Kondisi ekonomi yang anjlok tak bisa dilepaskan dari pandemi.
Kini India masih menjadi negara dengan korban terbesar ketiga di seluruh dunia.
Namun, tampaknya, PM Narendra Modi belum berupaya menutup kerugian.
Pemerintahannya justru terus melakukan pengeluaran besar, terutama di bidang pertahanan.
Narendra Modi menganggap langkah yang ia ambil masuk akal, melihat kondisi geopolitik India dengan China.
Baca: Babak Baru Ketegangan China-India: Kedua Negara Sama-sama Mengirim Jet Tempurnya ke Perbatasan
Namun, pakar ekonomi berkata sebaliknya.
Kalaupun dipaksakan, India tidak akan bisa memberi dukungan lebih pada konflik dengan China di perbatasan.
Pada hari Senin (31/8), pasukan India sekali lagi secara ilegal melintasi Garis Kontrol Aktual (LAC) di tepi selatan Danai Pangong dan jalur gunung Reqin.
Mobilisasi pasukan melalui wilayah LAC membutuhkan biaya yang mahal dan dapat menghabiskan anggaran.

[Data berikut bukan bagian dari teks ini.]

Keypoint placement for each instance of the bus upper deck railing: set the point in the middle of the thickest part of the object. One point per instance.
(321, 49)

Pasokan logistik dan kebutuhan lain, termasuk bahan bakar.
Tindakan semacam itu jelas akan menguras anggaran India.
Sebelumnya, Kepala Staf Pertahanan Jenderal Bipin Rawat, mengklaim bahwa pasukan India siap untuk ditempatkan di segala kondisi, termasuk musim dingin.
Namun klaim itu banyak diragukan mengingat kondisi ekonomi yang ada.
Justru pemerintah dianggap telah mengabaikan masyarakat miskin yang turut terimbas pandemi Covid-19.
India dianggap perlu menyadari betul dampak ekonomi yang nyata dari konflik perbatasan ini, termasuk jika perang terjadi nantinya.
Logistik dan segala pasokan militer akan terasa sangat mahal terlebih distribusi di musim dingin mendatang pastinya memerlukan usaha ekstra.
Jika pemerintah India belum mampu memulihkan kondisi ekonomi domestiknya, maka penanganan konflik perbatasan pun akan semakin sulit.